Why it’s important: The combination of kinetic and electronic attacks seems to have brought ship traffic through the critical Strait of Hormoz to a near halt. This has raised oil prices and impacted the world economy.
What else to know:
- Economic impacts include higher gas prices in the U.S. where “affordability” is increasingly an issue for the president.
- Interference with GPS/GNSS hits the West in one of its most vulnerable spots.
- Attacking GPS seems much more cost effective than missiles and drones. Iran has been attacking with missiles and drones across the middle east. We wonder if we will see Iran try to deploy GPS interference devices to other countries.

Attacks on GPS Spike Amid US and Israeli War on Iran
New analysis shows that attacks on satellite navigation systems have impacted some 1,100 ships in the Middle East since the US and Israel attacked Iran on February 28.

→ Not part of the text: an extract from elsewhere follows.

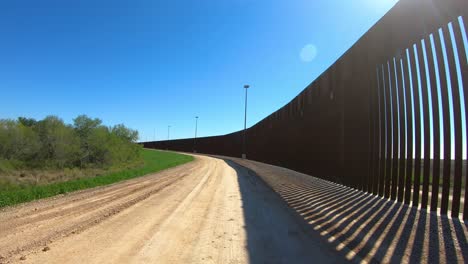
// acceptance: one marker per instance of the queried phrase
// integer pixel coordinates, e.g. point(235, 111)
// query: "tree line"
point(51, 143)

Shipping through the Strait of Hormuz—the narrow but vital oil trade route in the Middle East—has almost ground to a halt since the start of the United States and Israel’s war against Iran. Tankers in the region have faced military strikes and a spike in GPS jamming attacks, a new analysis says.
Since the first US-Israeli strikes against Iran on February 28, more than 1,100 ships operating across the Gulf region have had their GPS or automatic identification system (AIS) communications technology disrupted, says Ami Daniel, the CEO of maritime intelligence firm Windward. Ships have been made to appear as if they were inland on maps, including at a nuclear power plant, the firm says.